Seehofer: Abschiebezentren starten im Herbst
6. April 2018Bundesinnenminister Horst Seehofer (CSU) drückt bei der Bündelung der Asylverfahren in sogenannten Ankerzentren aufs Tempo. Im September und Oktober sollten entsprechende Pilotprojekte an verschiedenen Orten Deutschlands in Betrieb gehen, sagte Seehofer bei seinem Antrittsbesuch im Bundesamt für Migration und Flüchtlinge (BAMF) in Nürnberg.

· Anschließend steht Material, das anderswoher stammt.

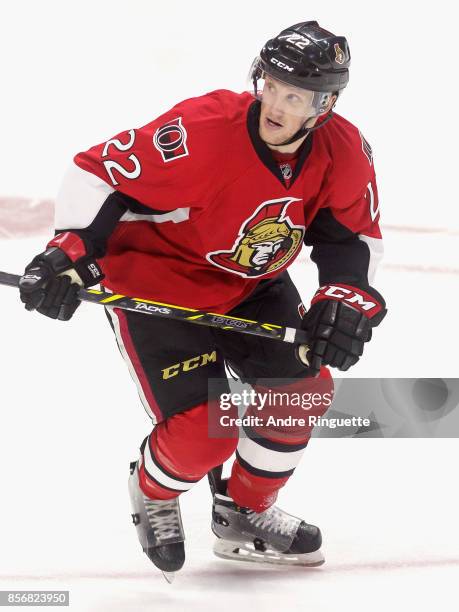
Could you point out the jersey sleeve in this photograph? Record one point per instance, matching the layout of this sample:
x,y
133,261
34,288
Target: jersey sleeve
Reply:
x,y
345,234
167,167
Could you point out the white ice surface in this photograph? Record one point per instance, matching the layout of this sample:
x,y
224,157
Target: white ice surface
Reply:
x,y
71,422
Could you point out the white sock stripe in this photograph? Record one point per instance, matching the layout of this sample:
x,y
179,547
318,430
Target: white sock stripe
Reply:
x,y
130,365
265,459
160,476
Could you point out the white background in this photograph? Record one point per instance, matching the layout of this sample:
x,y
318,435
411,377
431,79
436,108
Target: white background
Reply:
x,y
73,74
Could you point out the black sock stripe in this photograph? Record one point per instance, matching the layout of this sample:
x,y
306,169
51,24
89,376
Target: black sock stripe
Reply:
x,y
160,484
264,473
270,444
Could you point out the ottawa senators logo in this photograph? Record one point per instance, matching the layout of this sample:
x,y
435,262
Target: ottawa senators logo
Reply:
x,y
170,140
265,243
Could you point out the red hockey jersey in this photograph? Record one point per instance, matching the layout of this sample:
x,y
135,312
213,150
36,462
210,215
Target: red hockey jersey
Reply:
x,y
193,209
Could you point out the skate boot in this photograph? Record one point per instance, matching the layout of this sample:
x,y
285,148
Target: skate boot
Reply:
x,y
159,527
272,536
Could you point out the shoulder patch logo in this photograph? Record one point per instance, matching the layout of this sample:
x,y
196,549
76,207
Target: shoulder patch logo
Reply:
x,y
265,243
170,140
366,148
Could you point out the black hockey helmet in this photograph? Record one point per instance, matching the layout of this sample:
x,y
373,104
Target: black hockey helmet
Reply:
x,y
306,56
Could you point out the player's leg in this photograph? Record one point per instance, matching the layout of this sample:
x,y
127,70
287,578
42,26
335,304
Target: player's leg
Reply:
x,y
170,363
268,455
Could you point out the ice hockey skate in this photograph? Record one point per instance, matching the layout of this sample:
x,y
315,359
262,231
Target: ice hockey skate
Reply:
x,y
273,536
159,527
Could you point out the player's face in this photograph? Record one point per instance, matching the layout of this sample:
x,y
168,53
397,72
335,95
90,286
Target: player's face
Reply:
x,y
284,109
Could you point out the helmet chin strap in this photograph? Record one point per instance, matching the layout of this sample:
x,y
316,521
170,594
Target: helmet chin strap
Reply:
x,y
303,131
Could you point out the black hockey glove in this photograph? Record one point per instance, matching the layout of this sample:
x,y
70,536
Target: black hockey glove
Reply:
x,y
51,281
338,324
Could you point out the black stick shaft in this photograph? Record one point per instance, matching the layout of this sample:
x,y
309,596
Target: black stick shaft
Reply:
x,y
180,313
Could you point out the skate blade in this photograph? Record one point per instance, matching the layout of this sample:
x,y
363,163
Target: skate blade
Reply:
x,y
235,551
169,576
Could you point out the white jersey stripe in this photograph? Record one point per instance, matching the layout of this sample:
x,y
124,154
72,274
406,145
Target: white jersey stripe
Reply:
x,y
80,198
160,476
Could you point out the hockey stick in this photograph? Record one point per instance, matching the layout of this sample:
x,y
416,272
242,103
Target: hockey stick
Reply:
x,y
180,313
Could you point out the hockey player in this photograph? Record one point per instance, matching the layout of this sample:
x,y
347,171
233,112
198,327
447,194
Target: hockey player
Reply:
x,y
206,207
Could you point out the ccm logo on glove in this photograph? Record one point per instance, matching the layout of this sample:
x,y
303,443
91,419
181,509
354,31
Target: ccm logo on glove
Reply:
x,y
361,300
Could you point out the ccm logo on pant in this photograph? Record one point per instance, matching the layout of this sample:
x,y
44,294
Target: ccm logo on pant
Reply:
x,y
189,364
361,300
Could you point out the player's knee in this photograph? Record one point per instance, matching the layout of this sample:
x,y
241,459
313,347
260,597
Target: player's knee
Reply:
x,y
210,452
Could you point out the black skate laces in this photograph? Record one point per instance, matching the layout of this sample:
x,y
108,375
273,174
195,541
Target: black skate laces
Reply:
x,y
274,519
164,517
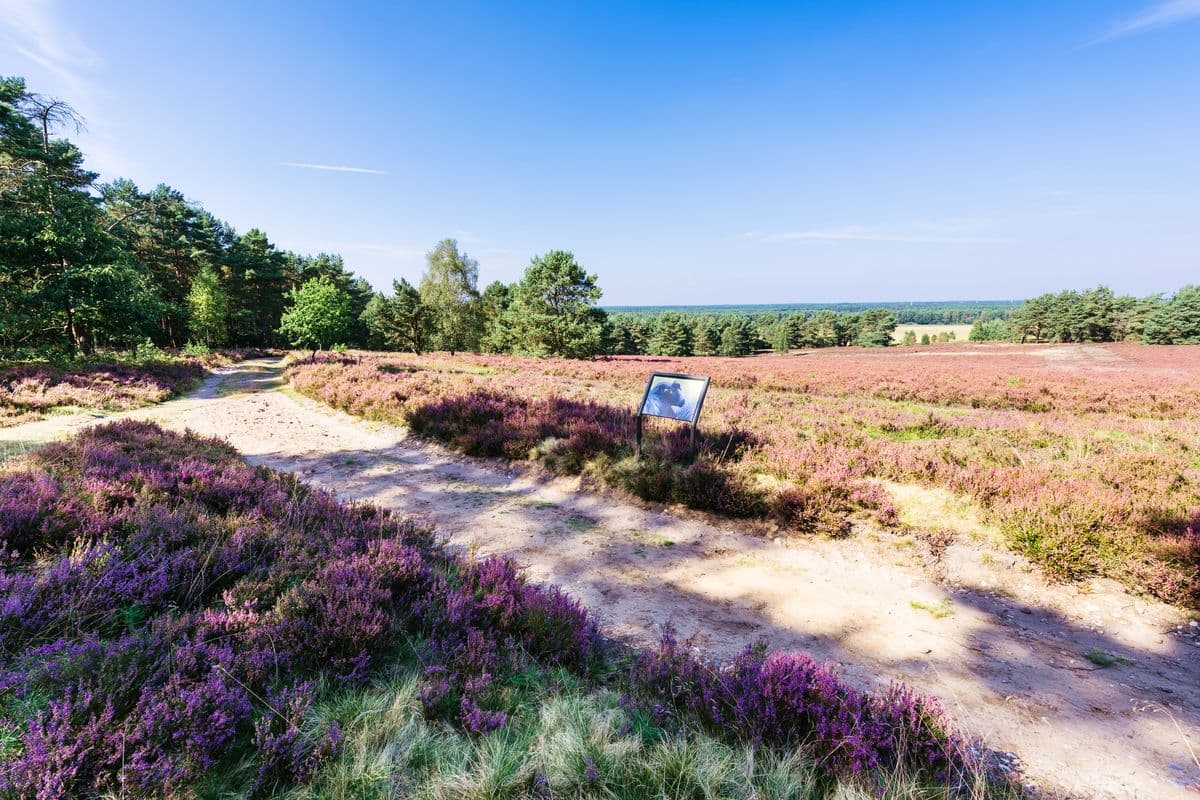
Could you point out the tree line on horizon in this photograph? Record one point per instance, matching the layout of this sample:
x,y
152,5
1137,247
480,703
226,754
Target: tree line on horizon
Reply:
x,y
88,266
1098,316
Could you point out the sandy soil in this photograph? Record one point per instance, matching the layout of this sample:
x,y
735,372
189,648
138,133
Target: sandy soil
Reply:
x,y
969,621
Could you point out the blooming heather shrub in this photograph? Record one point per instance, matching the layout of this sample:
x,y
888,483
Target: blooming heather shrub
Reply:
x,y
1087,461
163,607
783,699
29,390
172,612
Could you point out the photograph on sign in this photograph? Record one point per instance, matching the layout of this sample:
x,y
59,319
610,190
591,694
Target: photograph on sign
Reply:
x,y
675,397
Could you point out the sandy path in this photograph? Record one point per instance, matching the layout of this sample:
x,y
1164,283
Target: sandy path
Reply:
x,y
1007,656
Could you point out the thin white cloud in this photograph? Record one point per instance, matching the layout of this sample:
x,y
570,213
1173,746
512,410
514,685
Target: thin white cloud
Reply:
x,y
35,24
382,248
333,168
65,65
859,233
1162,14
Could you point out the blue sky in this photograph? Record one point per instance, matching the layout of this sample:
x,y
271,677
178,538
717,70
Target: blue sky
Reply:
x,y
684,151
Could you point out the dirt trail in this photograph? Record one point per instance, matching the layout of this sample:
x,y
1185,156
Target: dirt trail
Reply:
x,y
975,625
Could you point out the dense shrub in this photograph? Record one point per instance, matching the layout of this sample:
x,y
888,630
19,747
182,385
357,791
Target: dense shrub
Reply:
x,y
29,390
168,612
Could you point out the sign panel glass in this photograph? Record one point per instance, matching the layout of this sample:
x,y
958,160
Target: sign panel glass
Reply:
x,y
676,397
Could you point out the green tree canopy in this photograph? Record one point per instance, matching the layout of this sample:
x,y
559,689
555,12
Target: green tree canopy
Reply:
x,y
208,308
449,290
401,322
553,310
1177,320
319,316
672,336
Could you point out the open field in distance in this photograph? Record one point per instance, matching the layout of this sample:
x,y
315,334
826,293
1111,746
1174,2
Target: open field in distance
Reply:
x,y
1085,458
961,332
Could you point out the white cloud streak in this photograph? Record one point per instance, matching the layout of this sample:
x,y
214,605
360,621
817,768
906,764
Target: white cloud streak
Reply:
x,y
1162,14
40,34
333,168
858,233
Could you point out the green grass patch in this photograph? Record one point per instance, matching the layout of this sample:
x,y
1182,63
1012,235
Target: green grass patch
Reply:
x,y
937,611
1103,659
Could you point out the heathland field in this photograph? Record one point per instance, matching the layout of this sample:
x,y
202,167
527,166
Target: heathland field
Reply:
x,y
1084,458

Die große Koalition hatte sich darauf verständigt, in den Zentren die Ankunft von Flüchtlingen, die Entscheidung über ihren Schutzstatus und im Fall einer Ablehnung auch die Rückführung zu bündeln. "Wir erhoffen uns eine weitere Verbesserung bei Verfahrensdauer und Verfahrensqualität", sagte Seehofer. In den kommenden Wochen werde sein Haus ein Konzept zu den Ankerzentren entwickeln. Dem BAMF sagte er zusätzliches Personal für die mit den Zentren verbundenen Aufgaben zu.
"Ich will Tempo machen"
Der Innenminister erklärte, es handele sich zunächst um Pilotprojekte, da die Abschiebung nach jetziger Rechtslage Ländersache sei. Die ersten Ankerzentren würden "in enger Kooperation mit den Bundesländern" ihre Arbeit aufnehmen. Seehofer sagte, er wolle "Tempo machen" und nicht erst warten, bis eine neue rechtliche Grundlage geschaffen sei. "Dann diskutieren wir noch Weihnachten über Gesetze."
Mit den Ländern wolle er überlegen, "wie wir gemeinsam einen deutlich höheren Anteil an Rückführungen erreichen, damit die Akzeptanz in unserer Bevölkerung bei der Migration erhalten bleibt". Noch vor der Sommerpause werde er dem Kabinett einen "Masterplan" zum Thema Migration vorlegen, der neben schnelleren Asylverfahren und konsequenten Abschiebungen auch Fragen der Integration von anerkannten Flüchtlingen umfassen werde.
"Wir halten uns strikt an den Koalitionsvertrag"
Mit Unverständnis reagierte der Minister auf die Kritik aus der SPD an seinem Gesetzentwurf zum Familiennachzug für Flüchtlinge mit eingeschränktem Schutz. "Wir haben uns strikt an den Koalitionsvertrag gehalten", sagte Seehofer. Eine Ministeriumssprecherin bestätigte unterdessen, der vorgelegte Entwurf sehe keine Einschränkung des Familiennachzugs für Hartz-IV-Empfänger vor.
Union und SPD hatten sich bei ihren Koalitionsverhandlungen darauf verständigt, den Familiennachzug bei subsidiär geschützten Flüchtlingen bis Ende Juli ausgesetzt zu lassen. Ab August soll der Nachzug von monatlich 1000 Angehörigen gestattet werden. Hinzu kommen besondere Härtefälle. Nach Medienberichten über strenge Kriterien, die für den Nachzug geplant seien, hatte unter anderem Bundesaußenminister Heiko Maas (SPD) die Befürchtung geäußert, die vereinbarte Zahl von 1000 Familienangehörigen pro Monat könnte unterschritten werden.
Einige Kritiker des Entwurfs, der sich zurzeit in der Ressortabstimmung befindet, hatten die Vermutung geäußert, die Bestimmungen seien auch dem Landtagswahlkampf in Bayern geschuldet. Dort will die CSU Mitte Oktober ihre absolute Mehrheit verteidigen.